Unfortunately, JBoss Web Server has created some confusion in the Tomcat and JBoss EAP market. Some developers get the wrong impression that Tomcat is the web container in JBoss EAP. In fact, Wildfly and JBoss use the Undertow web server by default, but not Tomcat.
Tomcat vs. JBoss: Which Java Application Server Should I Choose?
Additional tools and functions
Since JBoss EAP is a revenue-generating product, it is not surprising that Red Hat has bundled a variety of tools into its product to simplify configuration, runtime management, and administration of the software. Server. JBoss has a modern looking management console, comprehensive command line tools, and various utilities built into DevOps tools like Ansible and Puppet.
In contrast, Apache Tomcat was designed primarily to provide a standard, bug-free implementation of the Servlet and JSP APIs. Tomcat provides a basic administrative console for managing applications, but the number of tools available is minimal compared to JBoss.
When should you choose JBoss over Tomcat?
There are two main reasons for choosing JBoss over Tomcat: the need for full Jakarta EE support on the application server and the ability to get paid support from a reputable provider.

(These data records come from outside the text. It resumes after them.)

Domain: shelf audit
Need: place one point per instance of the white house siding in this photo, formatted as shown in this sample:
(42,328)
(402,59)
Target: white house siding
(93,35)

The fact that JBoss is easier to use and integrates with popular DevOps tools are also important features that set it apart from Tomcat. Red Hat is also developing bridges to port JBoss EAP to OpenShift, the platform for Kubernetes container orchestration and cloud development. If these criteria make JBoss an attractive choice, consider evaluating WebSphere.
When should you choose Tomcat over JBoss?
Apache Tomcat is a sensible choice for developers who want a standard servlet and JSP engine with a very legal license, but are willing to pay for the services of a publisher. Once you are here, compare Tomcat and Jetty to determine which server best suits your business needs.
There are significant differences between Red Hat’s JBoss EAP server, which is Java EE compliant, and the standard servlet engine provided by the Apache Software Foundation. The Java community is rich with these differences and the various options developers can choose from for their business.